If an single application requires MS Office to run, I bet its Access-based.
...and you'd be surprised how many of my colleagues who are network admins at other mid-size and even larger city govts in Texas read and post to Slashdot daily :-)
I'm the network administrator for another city govt in Texas, somewhat smaller (pop 100K) and a couple hundred miles north of Austin, and I'll bet that his council agenda system is based on MS Word templates instead... exactly just like ours is... and derived from the same council agenda management system project that about a dozen other Texas cities adopted (and adapted) a few years ago from a demo we saw at a TML conference.
We've seriously looked at ditching MS Office for OO too, but we've not only got the council agenda app that won't port cleanly and will need a complete new replacement, we also have a municipal court system that's intimately tied to MS Word as one of its integral components. We may be replacing the court system in its entirety next year, so maybe OO will stand another chance at bat then. Meanwhile, we've frozen at Office 2000 and new PCs we buy have to be preloaded with OEM Office 2K or XP depending on iff we can still get 2K from each vendor we buy from. We're not planning to buy Office 2K3 at all right now, and will milk our existing Office 2K and XP we have on hand for all they're worth until forced to change. We are, however, upgrading all our network operating system infrastructure to Windows 2003 Server since we have several other enterprise apps with are forcing upgrades upon us that will require an MS Active Directory infrastructure to operate at all, and presently we are still stuck at NT4... and yes, some Linux too.
Posting A/C, naturally. Your tax dollars at work here posting to Slashdot.
No, I didn't mean a 10 year old install of Office, rather that they've been using Office for their word processing, spreadsheets etc. for the last 10 years. (although mutiple revisions)
Much like WordPerfect users didn't want to switch to Office (who can blame them) because they'd been using Word Perfect forever (and it actually funtioned properly, and could show codes). That doesn't mean they're still using version 3.1 though.
No, it says the _marketing_ has a long way to go. The product is fine, and does 95% of what people need. If not 99%...
There have been 16 million OOo downloads, and that doesn't include Linux distro sales. It's big. But as govt agencies typically take years to make a switch, this is big news.
Get out more.
Weird, yes. But I see it as an opportunity for a small development shop in Austin to score a nice project.
"Only in their dreams can men truly be free 'twas always thus, and always thus will be."
--Tom Schulman
So, if a new product comes out and, no matter how incredibly awesome it might be, if they report that someone bought the product that would be an indication that the product has a long way to go?

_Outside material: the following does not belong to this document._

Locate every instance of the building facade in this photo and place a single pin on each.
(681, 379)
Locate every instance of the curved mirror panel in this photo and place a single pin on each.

Remember that the next time Microsoft brings out a new product and the first sales figures are reported....
--
As a matter of fact, I am a lawyer. But I play an actor on TV.
If you find that current products do 100% of what you'd want them to then I think you're very lucky (if somewhat unimaginative).
A better question would be 'does it meet my needs as well as or better than the competition?'
Someone else will respond probably too, and this point has been brought up numerous times. They should NOT teach Microsoft Office specifically (unless it's an elective class called 'MS Office' or something). What should be taught is the concepts. Teaching people not to be afraid of the computer, and to learn basic ideas like spell checking, formatting (bold, italics, etc). The basics are the same on every major platform, have been for years, and will continue to be. If there's a need to teach "Excel Macros", that's fine, but label the class as such.
What will you do when someone learned MS Office 2000 2 years ago, left school, and gets a job 2 years from now using Office 2005XP or something like that? If they've been trained to 'select the 4th option in the 3rd menu' they're screwed anyway. *I* wouldn't hire anyone like that. I would hire someone who comes across as competent *and* confident with a computer, regardless of which version of an office suite I throw at them.
Money leaving the school districts for Microsoft products when the same budgets have school lunch programs cut, textbooks not being purchased, and teachers being laid off is simply immoral.